The additional income could mean a $60,000 tax bill for Blagojevich, according to the analysis. And unless he amends his past tax returns and pays the sum, the state could be penalized for not reporting the travel, according to tax law. The penalty could exceed $40,000, the AP review shows.
Blagojevich has an office in Chicago and may travel there for business without repercussion. Otherwise, the travel is taxable, said Marianna Dyson, an employment and fringe-benefits lawyer with Miller & Chevalier in Washington, D.C.
Meanwhile, one of Blagojevich's advisers was indicted on federal tax charges last week. Here's that story from the Chicago Tribune:
Christopher Kelly, a close adviser to Gov. Rod Blagojevich and chief fundraiser on his two campaigns for governor, was indicted today on federal tax fraud charges, accused of understating more than $1.3 million in personal and business income on tax returns for five years, federal authorities said.
The indictment charged that Kelly concealed his use of corporate funds to pay for personal expenses such as gambling debts to sports bookmakers.
The wealthy roofing contractor has been one of the governor's most trusted confidants and acted as Blagojevich's campaign chairman from 2004 until summer 2005.
Recall this Blagojevich quote from a press release back in March:
We’re going to keep working hard to make sure the public has access to the facts about how the current tax system is stacked against individuals and families – and how our Tax Fairness plan makes sure Illinois businesses stay competitive while requiring all entities that conduct business in our state to help support education and healthcare.
AMT Update: I'm Just a Bill on Capitol Hill
If there were a future's market on whether an AMT patch is going to be passed by this weekend (before Congress recesses for the year), the odds would most likely still be yes, but the stock would be falling. The latest from the Washington Examiner:
The congressional struggle over how to protect millions of middle-class people from getting soaked by the alternative minimum tax this year entered its final stage Tuesday as the Senate rejected a House demand that the $50 billion in tax relief be paid for.
The Senate voted 48-46 for the House-passed bill, well short of the 60 needed to advance the measure to shield 21 million from an average AMT bill of $2,000. The measure would have covered the cost of the lost revenue by closing a loophole on offshore tax havens.
With that vote, the House was scheduled to vote Wednesday on a Senate-passed measure that fixes the AMT for a year but provides no offsets to pay for it.
"Democrats are determined to protect middle-class taxpayers from the AMT before we adjourn for the year, and we are very disappointed that Republicans continue to block responsible relief," House Majority Leader Steny Hoyer, D-Md., said.
Republicans and the White House insist that, because the AMT was never meant to affect millions of people, there is no need to raise taxes to pay for legislation to keep it from growing.
Here is the roll call vote.
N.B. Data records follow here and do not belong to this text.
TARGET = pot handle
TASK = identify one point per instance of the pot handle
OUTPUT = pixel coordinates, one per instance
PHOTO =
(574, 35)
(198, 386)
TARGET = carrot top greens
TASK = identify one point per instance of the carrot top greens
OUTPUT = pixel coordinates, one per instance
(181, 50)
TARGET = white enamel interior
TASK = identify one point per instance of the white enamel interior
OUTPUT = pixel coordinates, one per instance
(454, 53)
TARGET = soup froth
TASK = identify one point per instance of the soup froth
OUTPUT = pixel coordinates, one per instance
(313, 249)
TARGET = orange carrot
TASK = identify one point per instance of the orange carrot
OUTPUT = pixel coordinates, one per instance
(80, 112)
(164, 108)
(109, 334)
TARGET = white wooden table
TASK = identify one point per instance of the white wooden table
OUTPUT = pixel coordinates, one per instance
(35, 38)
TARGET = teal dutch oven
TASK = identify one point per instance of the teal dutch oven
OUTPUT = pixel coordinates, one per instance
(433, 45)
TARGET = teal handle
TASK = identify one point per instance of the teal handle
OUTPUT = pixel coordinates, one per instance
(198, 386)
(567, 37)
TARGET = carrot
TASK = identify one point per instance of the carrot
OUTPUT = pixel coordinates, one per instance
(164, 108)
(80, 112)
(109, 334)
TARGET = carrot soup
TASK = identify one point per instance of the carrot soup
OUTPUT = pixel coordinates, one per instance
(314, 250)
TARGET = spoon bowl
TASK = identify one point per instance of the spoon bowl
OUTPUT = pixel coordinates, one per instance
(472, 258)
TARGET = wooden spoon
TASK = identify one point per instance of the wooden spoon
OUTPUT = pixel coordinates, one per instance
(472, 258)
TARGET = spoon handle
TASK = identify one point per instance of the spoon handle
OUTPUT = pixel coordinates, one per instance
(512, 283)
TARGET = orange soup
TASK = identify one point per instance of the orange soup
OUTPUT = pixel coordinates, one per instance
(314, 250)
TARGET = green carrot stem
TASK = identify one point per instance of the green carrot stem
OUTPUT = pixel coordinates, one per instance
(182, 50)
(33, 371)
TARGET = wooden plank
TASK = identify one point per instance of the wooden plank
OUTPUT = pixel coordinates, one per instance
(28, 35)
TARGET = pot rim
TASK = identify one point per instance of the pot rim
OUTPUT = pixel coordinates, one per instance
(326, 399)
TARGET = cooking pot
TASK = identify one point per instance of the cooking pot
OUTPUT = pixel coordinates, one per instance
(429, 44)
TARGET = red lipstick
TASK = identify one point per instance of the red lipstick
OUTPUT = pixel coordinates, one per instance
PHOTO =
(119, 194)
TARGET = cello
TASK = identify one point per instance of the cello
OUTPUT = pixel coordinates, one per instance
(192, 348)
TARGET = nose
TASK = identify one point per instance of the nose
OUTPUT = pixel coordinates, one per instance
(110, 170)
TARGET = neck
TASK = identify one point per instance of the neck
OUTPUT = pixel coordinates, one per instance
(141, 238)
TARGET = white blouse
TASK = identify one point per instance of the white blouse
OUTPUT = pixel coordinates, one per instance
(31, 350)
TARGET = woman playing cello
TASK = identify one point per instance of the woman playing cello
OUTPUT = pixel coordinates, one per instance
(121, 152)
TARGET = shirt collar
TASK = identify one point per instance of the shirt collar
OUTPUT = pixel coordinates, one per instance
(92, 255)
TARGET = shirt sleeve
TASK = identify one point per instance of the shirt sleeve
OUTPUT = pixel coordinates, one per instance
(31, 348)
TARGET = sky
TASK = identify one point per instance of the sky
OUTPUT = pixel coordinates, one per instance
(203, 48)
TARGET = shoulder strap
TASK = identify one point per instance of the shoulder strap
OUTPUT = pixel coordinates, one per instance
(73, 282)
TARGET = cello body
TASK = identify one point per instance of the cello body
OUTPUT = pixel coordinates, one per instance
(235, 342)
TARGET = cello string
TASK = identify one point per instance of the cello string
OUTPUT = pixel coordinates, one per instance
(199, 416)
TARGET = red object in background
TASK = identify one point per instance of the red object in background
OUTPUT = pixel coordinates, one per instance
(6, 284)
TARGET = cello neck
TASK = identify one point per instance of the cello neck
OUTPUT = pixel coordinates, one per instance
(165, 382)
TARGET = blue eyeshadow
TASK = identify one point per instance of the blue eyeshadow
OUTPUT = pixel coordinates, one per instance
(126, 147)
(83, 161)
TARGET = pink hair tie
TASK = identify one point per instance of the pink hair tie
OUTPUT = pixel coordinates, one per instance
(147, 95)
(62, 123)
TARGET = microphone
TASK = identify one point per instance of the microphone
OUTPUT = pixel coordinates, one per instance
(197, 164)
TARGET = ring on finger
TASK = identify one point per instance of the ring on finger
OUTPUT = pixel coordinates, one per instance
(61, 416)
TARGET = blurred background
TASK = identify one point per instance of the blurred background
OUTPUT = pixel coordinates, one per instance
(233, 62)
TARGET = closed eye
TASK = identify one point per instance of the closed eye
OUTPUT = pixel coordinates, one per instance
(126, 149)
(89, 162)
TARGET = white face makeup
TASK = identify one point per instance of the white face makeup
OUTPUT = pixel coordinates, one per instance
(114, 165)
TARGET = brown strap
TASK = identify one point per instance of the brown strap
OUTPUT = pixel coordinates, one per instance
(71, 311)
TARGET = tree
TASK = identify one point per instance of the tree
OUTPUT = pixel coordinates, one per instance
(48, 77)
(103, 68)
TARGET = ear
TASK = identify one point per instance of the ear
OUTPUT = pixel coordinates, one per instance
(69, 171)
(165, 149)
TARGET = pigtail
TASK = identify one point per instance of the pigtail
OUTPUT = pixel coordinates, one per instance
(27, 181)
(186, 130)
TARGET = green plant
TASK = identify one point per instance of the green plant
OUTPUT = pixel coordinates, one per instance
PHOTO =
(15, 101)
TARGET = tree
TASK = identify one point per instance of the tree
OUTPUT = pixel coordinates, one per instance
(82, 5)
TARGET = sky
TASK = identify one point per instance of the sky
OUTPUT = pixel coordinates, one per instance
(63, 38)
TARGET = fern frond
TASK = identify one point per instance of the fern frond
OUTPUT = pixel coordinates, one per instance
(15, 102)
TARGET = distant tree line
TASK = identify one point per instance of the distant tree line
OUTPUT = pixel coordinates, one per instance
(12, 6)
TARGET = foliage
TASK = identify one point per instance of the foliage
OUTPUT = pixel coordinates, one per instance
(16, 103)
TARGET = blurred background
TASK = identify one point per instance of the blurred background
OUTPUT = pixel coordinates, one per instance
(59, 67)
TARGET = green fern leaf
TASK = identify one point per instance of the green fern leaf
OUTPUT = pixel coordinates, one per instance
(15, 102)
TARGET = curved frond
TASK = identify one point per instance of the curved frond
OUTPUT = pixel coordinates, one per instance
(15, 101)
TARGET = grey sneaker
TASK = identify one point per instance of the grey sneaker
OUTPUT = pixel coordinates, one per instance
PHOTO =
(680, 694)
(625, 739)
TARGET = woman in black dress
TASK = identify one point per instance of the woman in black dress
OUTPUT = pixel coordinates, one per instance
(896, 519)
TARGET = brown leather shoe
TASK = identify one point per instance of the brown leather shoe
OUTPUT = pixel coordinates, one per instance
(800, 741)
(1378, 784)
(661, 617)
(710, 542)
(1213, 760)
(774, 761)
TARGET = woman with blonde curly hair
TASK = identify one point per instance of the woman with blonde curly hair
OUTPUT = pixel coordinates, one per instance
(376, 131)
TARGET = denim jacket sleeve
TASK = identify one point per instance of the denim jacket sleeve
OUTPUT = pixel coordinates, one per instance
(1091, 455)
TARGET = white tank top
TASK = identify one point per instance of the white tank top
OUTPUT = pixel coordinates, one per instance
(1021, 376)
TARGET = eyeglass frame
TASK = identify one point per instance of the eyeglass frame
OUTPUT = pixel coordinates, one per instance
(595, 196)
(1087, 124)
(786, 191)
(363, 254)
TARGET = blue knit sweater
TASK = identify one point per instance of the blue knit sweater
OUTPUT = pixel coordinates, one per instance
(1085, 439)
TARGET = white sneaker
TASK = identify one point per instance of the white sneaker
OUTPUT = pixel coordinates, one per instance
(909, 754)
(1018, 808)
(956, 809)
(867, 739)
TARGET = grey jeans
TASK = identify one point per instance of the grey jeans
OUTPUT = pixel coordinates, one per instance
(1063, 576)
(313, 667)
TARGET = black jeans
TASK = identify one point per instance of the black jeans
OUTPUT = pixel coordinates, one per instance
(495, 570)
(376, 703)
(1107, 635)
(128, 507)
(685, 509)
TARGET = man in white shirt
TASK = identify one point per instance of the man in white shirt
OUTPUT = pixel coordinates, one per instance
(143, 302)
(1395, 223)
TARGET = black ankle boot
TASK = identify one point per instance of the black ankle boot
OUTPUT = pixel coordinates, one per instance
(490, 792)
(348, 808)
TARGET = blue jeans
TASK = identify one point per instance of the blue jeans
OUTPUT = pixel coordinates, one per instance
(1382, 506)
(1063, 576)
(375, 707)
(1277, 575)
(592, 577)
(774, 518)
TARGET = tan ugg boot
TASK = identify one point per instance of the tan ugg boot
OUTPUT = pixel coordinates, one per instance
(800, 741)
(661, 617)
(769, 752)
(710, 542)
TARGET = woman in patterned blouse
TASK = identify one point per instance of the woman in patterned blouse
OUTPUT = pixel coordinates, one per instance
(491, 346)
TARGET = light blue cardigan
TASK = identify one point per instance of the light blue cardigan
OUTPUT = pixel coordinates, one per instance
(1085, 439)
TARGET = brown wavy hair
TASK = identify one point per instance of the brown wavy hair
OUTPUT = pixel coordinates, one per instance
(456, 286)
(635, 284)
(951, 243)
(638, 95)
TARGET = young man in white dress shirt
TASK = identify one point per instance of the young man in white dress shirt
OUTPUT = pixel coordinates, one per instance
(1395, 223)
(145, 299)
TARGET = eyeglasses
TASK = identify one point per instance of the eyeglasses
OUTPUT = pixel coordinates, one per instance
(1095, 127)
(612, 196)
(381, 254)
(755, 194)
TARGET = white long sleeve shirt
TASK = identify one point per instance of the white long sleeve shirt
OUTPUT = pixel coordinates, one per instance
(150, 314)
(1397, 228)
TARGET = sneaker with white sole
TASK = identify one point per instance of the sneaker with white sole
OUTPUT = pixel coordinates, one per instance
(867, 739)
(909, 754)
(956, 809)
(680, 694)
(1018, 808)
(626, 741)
Only Snowe (R-ME) crossed party lines in the vote, while the presidential candidates and Feinstein were absent.
CongressDaily PM (subscription only) had this to say earlier about whether or not the House will pass a patch with no offsets.
Pressure from House Blue Dog Democrats and a gambit by Speaker Pelosi today prompted Senate Majority Leader Reid to agree to a vote on an alternative minimum tax patch that is fully offset. Reid agreed to include the offsets after Pelosi threatened to delay sending the omnibus spending bill to the Senate. (See story above). The persistence of the Blue Dogs -- and more than 30 votes they wield on the floor to press their position -- appeared to have put House leaders in a pickle about how to pass the AMT patch and prevent 21 million taxpayers from seeing tax increases next year. Asked this morning whether the House will pass an AMT patch before leaving for the year, House Majority Leader Hoyer said "maybe."